Por Fernanda Assis Souza
A nova NR-1 representa um verdadeiro marco na saúde e segurança do trabalho (SST), ao colocar o Gerenciamento de Riscos Ocupacionais (GRO) como eixo central. Agora, não basta apenas cumprir obrigações legais: as empresas precisam identificar, avaliar, controlar e monitorar riscos de forma contínua, integrando essas práticas à gestão estratégica do negócio.
Uma inovação significativa da norma é a inclusão explícita dos riscos psicossociais — como assédio moral, sobrecarga de trabalho, pressões excessivas e ambientes hostis. Antes pouco discutidos, esses fatores impactam diretamente a saúde mental, o bem-estar e a produtividade dos trabalhadores, além de gerar potenciais passivos legais e repercussões reputacionais.
Na prática, a NR-1 amplia o foco da SST: além de riscos físicos, químicos, biológicos, ergonômicos e de acidentes, a empresa deve agora atuar para prevenir danos invisíveis, promovendo um ambiente de trabalho seguro e saudável. Não é apenas uma atualização normativa: é um novo paradigma de gestão, em que a SST se torna uma estratégia de sustentabilidade e responsabilidade corporativa.
Um desafio corporativo transversal
Implementar a NR-1 exige ação integrada de várias áreas da empresa: RH, Jurídico, Compliance, líderes e alta gestão. A norma transforma a maneira como a organização entende e gerencia os riscos internos, tornando cada área uma peça-chave nessa engrenagem.
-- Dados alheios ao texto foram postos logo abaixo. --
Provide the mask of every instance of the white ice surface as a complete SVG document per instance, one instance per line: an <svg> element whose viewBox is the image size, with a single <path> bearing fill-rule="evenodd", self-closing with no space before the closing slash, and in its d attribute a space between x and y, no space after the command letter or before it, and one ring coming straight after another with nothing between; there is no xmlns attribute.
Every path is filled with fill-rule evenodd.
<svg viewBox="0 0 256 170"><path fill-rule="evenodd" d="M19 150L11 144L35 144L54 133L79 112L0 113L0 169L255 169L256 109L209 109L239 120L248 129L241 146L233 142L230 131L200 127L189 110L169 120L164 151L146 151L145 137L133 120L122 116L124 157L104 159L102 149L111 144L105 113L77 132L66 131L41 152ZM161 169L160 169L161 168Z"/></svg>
Exemplos práticos de como cada área pode contribuir:
- RH: implementar pesquisas de clima organizacional, avaliações de sobrecarga de trabalho e programas de prevenção de assédio, integrando resultados ao plano de desenvolvimento de lideranças.
- Jurídico: revisar contratos, políticas internas e procedimentos disciplinares para garantir conformidade com normas trabalhistas e proteger a empresa de passivos legais.
- Gestão e líderes: monitorar cargas de trabalho, promover feedbacks contínuos e identificar sinais de estresse ou conflitos na equipe, agindo preventivamente.
- SST e GRO: aplicar checklists de riscos, mapear processos críticos e indicadores de saúde ocupacional, como absenteísmo, acidentes e episódios de estresse elevado.
- Compliance: monitorar o cumprimento de leis, normas e políticas internas, assegurar que os riscos psicossociais sejam gerenciados de forma consistente e ética, e orientar áreas sobre controles preventivos e mitigação de passivos legais e reputacionais.
Dessa forma, questões como assédio moral, sobrecarga de trabalho e pressões desmedidas deixam de ser apenas “temas de RH” ou “problemas de gestão”, e passam a ser riscos ocupacionais reconhecidos, exigindo medidas formais de prevenção e mitigação.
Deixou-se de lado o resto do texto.